4 minute read

Introduction Sarah Johnson and Fanny Wonu Veys

Introduction

Sarah Johnson and Fanny Wonu Veys

This publication is part of a larger focus by the Dutch National Museum of World Cultures (NMVW) – an umbrella organisation comprising of the Tropenmuseum (Amsterdam), the Museum Volkenkunde (Leiden) and the Afrika Museum (Berg en Dal) – and the Wereldmuseum (Rotterdam) on the provenance of its collections. In March 2019, the museum took an important step to embed provenance into its practice and policy with the publication of Return of Cultural Objects: Principles and Process, which identifies the principles on the basis of which the museum will assess claims for the return of objects of which it is the custodian. As part of this proactive policy, the museum works with countries and communities of origin to assess places for the justifiable return of objects to the original owners. In the summer of 2019, two researchers were hired for the fulltime investigation of the museum collections’ provenance.

The purpose of this publication is also proactive – it aims to assess how the museum can better highlight provenance both in the display of existing collections and in the collecting of new objects. This inaugural edition is roughly divided in

two parts. The first section focuses on framing existing collections. It investigates previously unexplored provenance of well-known objects and brings to light objects whose provenance left them underrepresented in exhibitions and ethnographic research. The second section looks at the way new acquisitions can expose the provenance of the museum’s history and existing collections. The first article, by Rosalie Hans, one of the museum’s two provenance researchers, presents new research on the early collecting practices of Dutch missionaries for the Afrika Museum. Hans illustrates the importance of investigating the biographies and histories of the missionaries who collected objects in Africa in order to better understand the objects’ provenance. Her article brings to light novel information on the source and formation of the Afrika Museum collections.

In his article, Karwin Cheung, Assistant Curator East and Central Asia at National Museums Scotland, traces the provenance of four Buddha heads from the Tianlongshan cave temples in China. He argues that their removal from their original context by Japanese and European traders shifted their position from Buddhist objects and inserted them into the history of trade and imperialism in twentiethcentury East Asia. The Tianlongshan Buddhas have received great international scholarly attention from art historians. As Cheung illustrates, unlike in art museums where the heads are displayed and celebrated as masterpieces of art history, they have historically not found a place in ethnographic contexts like NMVW where the four heads remain in storage.

François Janse van Rensburg, Junior Curator Southern Africa, similarly questions why an object has remained perpetually in NMVW’s storage. In his article, Janse van Rensburg uncovers the provenance of an ox-wagon, likely made by a British prisoner of war in South Africa, and argues that its link to white Afrikaans culture and Dutch nationalism led to its perceived unsuitability for an ethnographic context. As a result of its ability to tell the story about the relationship between Europeans and non-Europeans in South Africa, the ox-wagon is now a top piece of the South Africa collections.

Alternatively, Erna Lilje, Junior Curator western New Guinea, considers a large feather headdress that has had a prominent record of display from London to Paris to Leiden. The object was attributed to Yule Island in museum records. As Lilje argues in her article, the source attribution for the headdress was arrived at because Yule Island was the missionary headquarters that transferred the headdress to Europe. Because of its hazy provenance history, the headdress’ existence has not been made available to source communities.

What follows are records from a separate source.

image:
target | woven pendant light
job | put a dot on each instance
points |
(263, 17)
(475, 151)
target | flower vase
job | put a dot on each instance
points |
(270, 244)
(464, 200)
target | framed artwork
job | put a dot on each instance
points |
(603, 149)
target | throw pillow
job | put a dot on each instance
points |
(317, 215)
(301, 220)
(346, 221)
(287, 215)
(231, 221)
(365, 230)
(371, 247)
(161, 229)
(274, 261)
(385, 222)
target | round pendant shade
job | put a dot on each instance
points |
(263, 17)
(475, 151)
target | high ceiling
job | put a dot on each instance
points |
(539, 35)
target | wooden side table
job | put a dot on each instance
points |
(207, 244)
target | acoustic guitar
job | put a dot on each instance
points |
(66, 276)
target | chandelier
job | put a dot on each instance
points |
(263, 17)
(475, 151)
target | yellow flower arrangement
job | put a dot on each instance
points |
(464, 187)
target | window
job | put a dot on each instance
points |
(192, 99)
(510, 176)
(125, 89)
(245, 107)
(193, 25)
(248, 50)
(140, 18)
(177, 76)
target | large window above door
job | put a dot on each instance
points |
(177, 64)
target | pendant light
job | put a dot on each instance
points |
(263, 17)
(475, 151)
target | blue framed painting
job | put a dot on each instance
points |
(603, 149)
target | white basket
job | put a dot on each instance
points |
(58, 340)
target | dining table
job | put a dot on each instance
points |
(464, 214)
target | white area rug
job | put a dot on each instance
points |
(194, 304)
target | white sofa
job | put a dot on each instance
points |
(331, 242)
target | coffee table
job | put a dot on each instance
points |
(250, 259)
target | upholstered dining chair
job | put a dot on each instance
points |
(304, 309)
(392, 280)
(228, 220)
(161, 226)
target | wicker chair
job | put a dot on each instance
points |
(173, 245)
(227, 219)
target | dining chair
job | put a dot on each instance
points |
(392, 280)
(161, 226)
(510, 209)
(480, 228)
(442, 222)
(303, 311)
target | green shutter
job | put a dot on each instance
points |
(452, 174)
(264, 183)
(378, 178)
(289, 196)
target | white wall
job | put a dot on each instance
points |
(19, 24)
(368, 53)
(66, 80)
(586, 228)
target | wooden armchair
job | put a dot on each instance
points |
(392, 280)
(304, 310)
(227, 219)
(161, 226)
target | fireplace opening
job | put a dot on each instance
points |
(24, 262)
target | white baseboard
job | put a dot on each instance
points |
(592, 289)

Lilje’s article provides a model for how more thorough provenance research into the origins of objects can lead to more visibility of museum objects for source communities. In the first article of the second section, Davey Verhoeven, a Research Associate at the museum focusing on Japan, shows the political entanglements in the depiction of Nagasaki Bay on a nineteenth-century Japanese folding screen, acquired by the NMVW in 2019. The screen, made around 1836, provides a unique view on the bay of Nagasaki, including the Dutch trading post of Deshima and a Chinese compound. While the screen’s painter has been called ‘the photographer without a camera,’ Verhoeven’s article reveals the painter’s self-censorship in many details of the screen and therefore the danger in using such objects as archival documents of provenance.

Daan van Dartel, Curator Popular Culture and Fashion, discusses her decision to commission a project on trade and colonialism by Susan Stockwell (1962) with the artist herself. Van Dartel gives Stockwell the space to unravel the links between the museum’s provenance and colonialism in her own words. Stockwell’s dress combines the language of fashion in the form of a dress with maps of colonial territories, linking the territorial claiming of the female body and the colonial landscape. The project marks a broader initiative by NMVW to commission work by contemporary artists that engages with the provenance of the museum’s colonial past.

All translations are by the authors unless otherwise noted.